In the U.S. that is witnessing a shale gas boom, for instance, the price factor is paramount. Gas prices are 50% cheaper than in Europe. But generators are also confident that shale gas availability will be sustainable into the future. Projections are that there will be a doubling of gas-fired capacity by 2030 and a 90% increase in generation. The U.S. will be a net exporter by that time and this is expected to be a game changer for the U.S. economy, much like the Internet was in 1990s and 2000s.
In the Arabian Gulf, gas will retain its 50% share of the fuel mix in power generation but renewable power (solar) is likely to supply 40% and nuclear 10%. Subsidies have skewed the situation and led to wasteful use and short supply, and there’s a call to remove price subsidies in the region.

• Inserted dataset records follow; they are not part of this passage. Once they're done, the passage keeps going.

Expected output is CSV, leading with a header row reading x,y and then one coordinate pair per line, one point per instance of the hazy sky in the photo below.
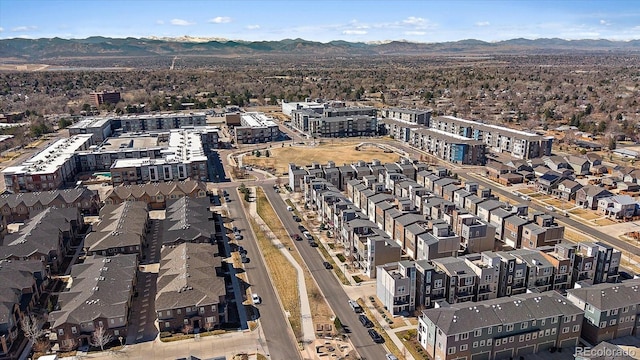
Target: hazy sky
x,y
324,20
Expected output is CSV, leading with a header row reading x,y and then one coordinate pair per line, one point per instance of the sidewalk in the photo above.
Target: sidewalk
x,y
305,309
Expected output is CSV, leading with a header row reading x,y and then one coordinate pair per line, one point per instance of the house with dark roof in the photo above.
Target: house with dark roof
x,y
121,229
567,189
156,194
99,296
47,236
500,328
187,220
610,310
589,195
21,286
618,206
191,288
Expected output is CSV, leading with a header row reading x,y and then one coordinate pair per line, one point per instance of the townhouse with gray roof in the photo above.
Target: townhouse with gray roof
x,y
501,328
22,284
121,229
47,236
610,310
395,287
99,296
191,288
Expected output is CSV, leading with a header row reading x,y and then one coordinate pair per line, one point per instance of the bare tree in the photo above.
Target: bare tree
x,y
101,337
31,328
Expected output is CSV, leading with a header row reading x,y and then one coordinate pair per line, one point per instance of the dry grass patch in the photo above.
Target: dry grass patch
x,y
320,311
340,153
605,222
284,278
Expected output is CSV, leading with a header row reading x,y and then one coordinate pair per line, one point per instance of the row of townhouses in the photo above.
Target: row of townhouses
x,y
462,141
523,324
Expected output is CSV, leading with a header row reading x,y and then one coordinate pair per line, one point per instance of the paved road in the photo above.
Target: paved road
x,y
329,285
281,343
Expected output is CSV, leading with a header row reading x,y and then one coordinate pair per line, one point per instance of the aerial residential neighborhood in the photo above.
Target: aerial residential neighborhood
x,y
357,180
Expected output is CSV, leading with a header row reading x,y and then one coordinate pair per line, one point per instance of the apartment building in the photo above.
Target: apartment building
x,y
415,116
191,288
499,139
256,128
48,169
99,127
159,121
501,328
104,97
610,310
447,146
185,157
100,296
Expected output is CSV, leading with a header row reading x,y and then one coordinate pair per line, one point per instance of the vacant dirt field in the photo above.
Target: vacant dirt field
x,y
305,155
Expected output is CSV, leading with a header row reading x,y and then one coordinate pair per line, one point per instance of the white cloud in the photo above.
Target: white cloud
x,y
412,20
181,22
220,20
354,32
23,28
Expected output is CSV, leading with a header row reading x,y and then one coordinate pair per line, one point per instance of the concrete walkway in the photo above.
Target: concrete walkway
x,y
305,309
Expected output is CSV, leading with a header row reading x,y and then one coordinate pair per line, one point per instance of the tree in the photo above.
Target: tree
x,y
100,338
31,328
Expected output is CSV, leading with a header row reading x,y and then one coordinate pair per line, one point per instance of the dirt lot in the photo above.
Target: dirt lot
x,y
585,214
303,155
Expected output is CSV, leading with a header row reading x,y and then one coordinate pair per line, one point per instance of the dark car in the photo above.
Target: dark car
x,y
364,320
375,336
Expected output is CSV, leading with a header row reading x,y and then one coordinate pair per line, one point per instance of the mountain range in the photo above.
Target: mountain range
x,y
41,50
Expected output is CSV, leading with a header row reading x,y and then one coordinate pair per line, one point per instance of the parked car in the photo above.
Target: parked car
x,y
364,320
256,299
375,336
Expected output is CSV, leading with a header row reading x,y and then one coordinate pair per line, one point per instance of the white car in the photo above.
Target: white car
x,y
256,299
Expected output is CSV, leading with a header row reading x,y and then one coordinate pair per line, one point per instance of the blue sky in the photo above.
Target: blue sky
x,y
324,20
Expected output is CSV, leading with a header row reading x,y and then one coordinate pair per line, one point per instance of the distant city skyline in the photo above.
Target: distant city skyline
x,y
350,20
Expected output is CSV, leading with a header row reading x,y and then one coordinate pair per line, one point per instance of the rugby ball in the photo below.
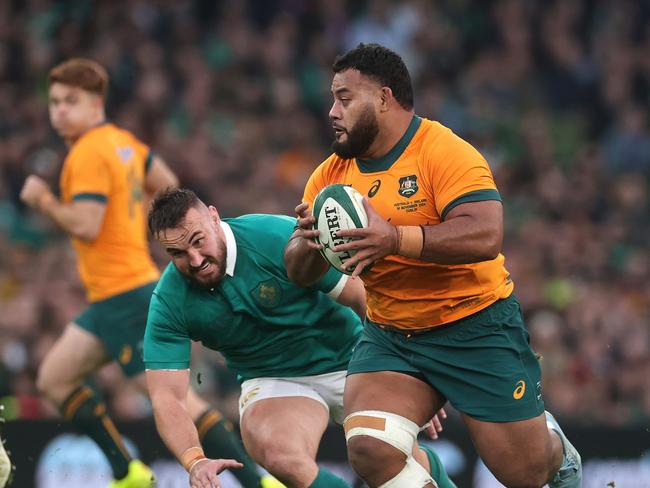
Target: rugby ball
x,y
338,207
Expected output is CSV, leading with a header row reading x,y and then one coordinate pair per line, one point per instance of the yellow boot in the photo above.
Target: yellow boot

Gas already accounts for 70% of Russia’s power supply, but the government is intent on leveraging the nation’s substantial coal reserves and boost nuclear power. Nevertheless, much of gas capacity is steam and there’s a tremendous market for converting them to combined/simple cycle units.
In the East, South Korea is a typical case of a nation depending entirely on LNG imports through ships to sustain its gas-fired generation. Here efficiency is crucial, though in South Korea, too, gas-fired generation and capacity is expected to double by 2030.